In a sense, this qualifies as “oldest living plant.” However, this grove of shrubs in Tasmania is really a colony of genetically identical, vegetatively propagated clones: “World’s oldest plant?”
A team of Tasmanian botanists claims to have found the world’s oldest living plant–a vast, low-growing, one-of-a-kind shrub born more than 43,000 years ago. If their conclusions are accurate, this Lomatia tasmanica, a member of Proteaceae family otherwise known as King’s holly, would be more than three times as old as the previous record holder, a 13,000-year-old box huckleberry in Pennsylvania
The leader of the research team, Rene Vaillancourt, a plant geneticist at the University of Tasmania, says the plant ranges over an area of 1.2 km. Its age–about 43,600 years–was estimated using carbon-14 dating of charcoal found along with fossilized leaf fragments. The fragments themselves were too fragile to date, he says.
Vaillancourt admits that there is no direct evidence linking the plant fossil to the living representative. But he says the time it would take for the slow-growing organism, which scientists have been monitoring for several years, to spread so broadly in the nutrient-poor soil is consistent with the isotope dating.

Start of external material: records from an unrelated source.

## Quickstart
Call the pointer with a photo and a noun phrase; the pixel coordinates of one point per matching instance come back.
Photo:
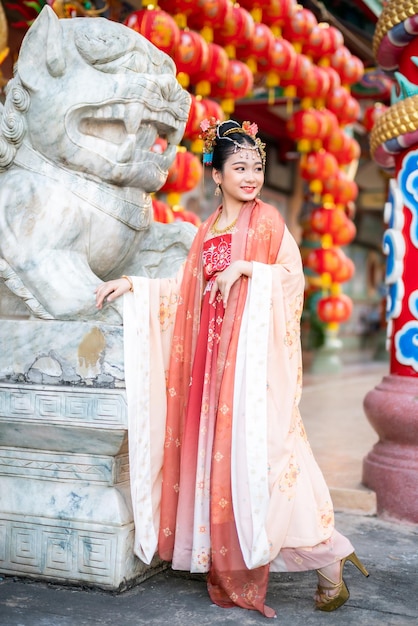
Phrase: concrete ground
(340, 435)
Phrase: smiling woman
(241, 493)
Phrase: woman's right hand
(111, 290)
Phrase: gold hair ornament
(210, 136)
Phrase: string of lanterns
(223, 52)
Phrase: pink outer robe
(249, 485)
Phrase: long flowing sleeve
(149, 315)
(280, 496)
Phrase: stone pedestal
(391, 467)
(65, 505)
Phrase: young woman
(241, 494)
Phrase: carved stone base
(65, 505)
(391, 467)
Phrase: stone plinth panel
(391, 467)
(65, 504)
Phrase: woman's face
(242, 176)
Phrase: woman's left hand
(225, 280)
(111, 290)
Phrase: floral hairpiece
(210, 135)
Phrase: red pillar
(391, 467)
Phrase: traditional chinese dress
(241, 493)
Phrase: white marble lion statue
(88, 100)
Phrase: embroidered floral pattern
(168, 306)
(216, 255)
(289, 478)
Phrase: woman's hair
(229, 136)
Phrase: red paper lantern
(184, 173)
(162, 212)
(326, 261)
(209, 14)
(237, 83)
(237, 29)
(190, 56)
(337, 100)
(197, 113)
(335, 309)
(331, 125)
(344, 235)
(178, 7)
(336, 39)
(340, 189)
(297, 74)
(349, 67)
(333, 75)
(316, 84)
(318, 43)
(327, 221)
(260, 47)
(345, 148)
(281, 61)
(212, 109)
(345, 271)
(182, 215)
(319, 165)
(306, 127)
(213, 71)
(157, 26)
(277, 13)
(298, 27)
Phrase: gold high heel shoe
(331, 603)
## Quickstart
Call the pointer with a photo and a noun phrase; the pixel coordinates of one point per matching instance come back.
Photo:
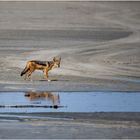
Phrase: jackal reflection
(43, 95)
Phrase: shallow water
(69, 102)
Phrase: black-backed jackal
(45, 66)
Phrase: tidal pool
(69, 102)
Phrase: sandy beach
(99, 43)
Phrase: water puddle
(19, 102)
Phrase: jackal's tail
(24, 71)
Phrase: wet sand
(70, 125)
(99, 45)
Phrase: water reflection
(70, 101)
(54, 98)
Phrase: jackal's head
(56, 62)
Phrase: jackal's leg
(29, 74)
(46, 75)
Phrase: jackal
(45, 66)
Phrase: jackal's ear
(59, 59)
(54, 59)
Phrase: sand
(98, 43)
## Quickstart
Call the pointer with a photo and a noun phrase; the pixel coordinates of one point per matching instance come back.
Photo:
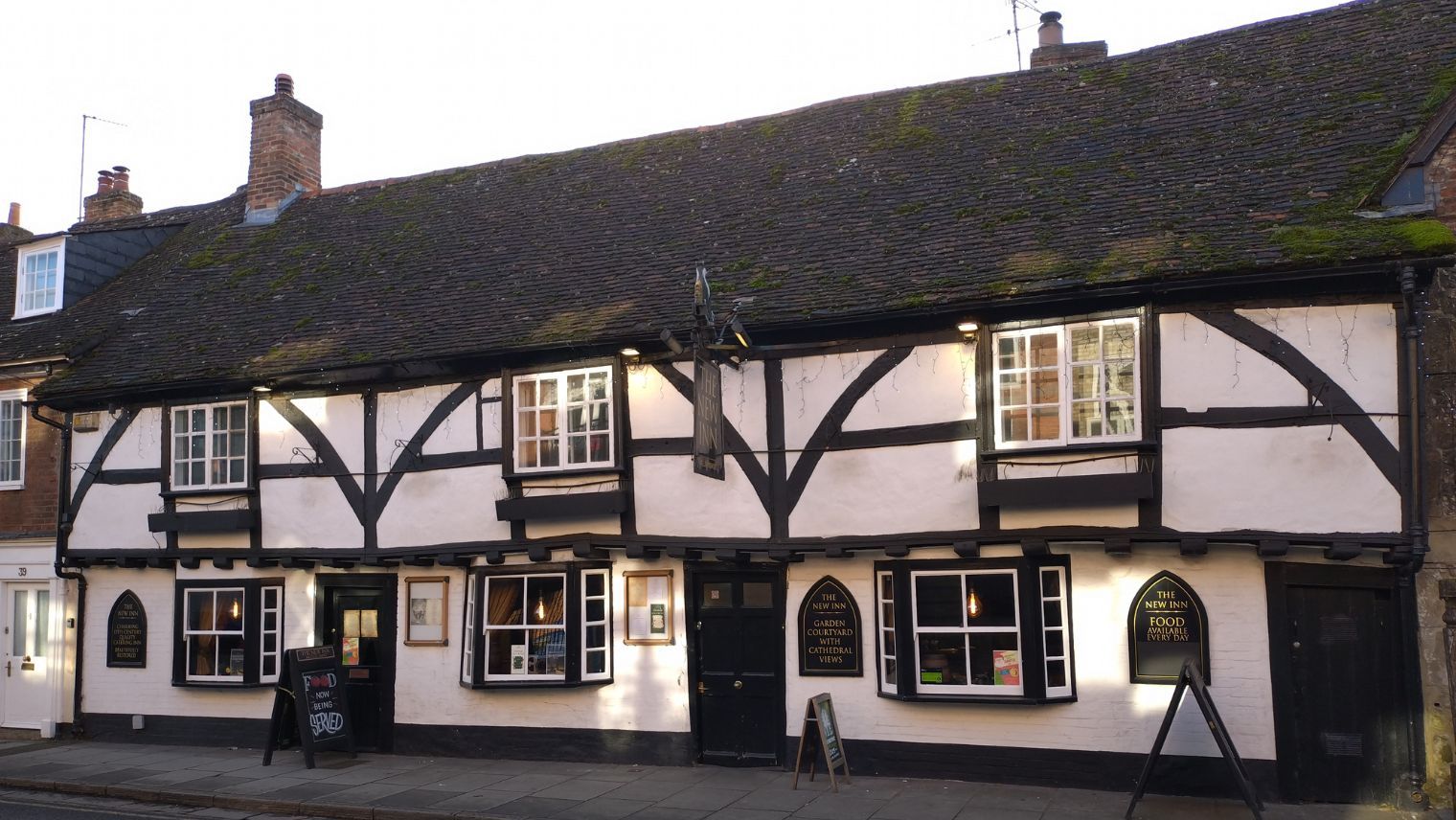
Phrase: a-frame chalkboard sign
(312, 688)
(820, 733)
(1192, 677)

A report on the discovery is to appear next January in the Australian Journal of Botany.
Discovered in 1934, the plant is the only known example of its species. “We’re trying to keep the exact location secret,” says Vaillancourt, noting only that it lives in a rainforest in the protected World Heritage Area in southwest Tasmania. It has shiny green leaves, 10 to 20 centimeters in length, dissected like other hollies; red flowers that bloom off the leaf tips; and about 200 stems. This specimen is sterile, propagating itself by sending out rhizomes, or roots.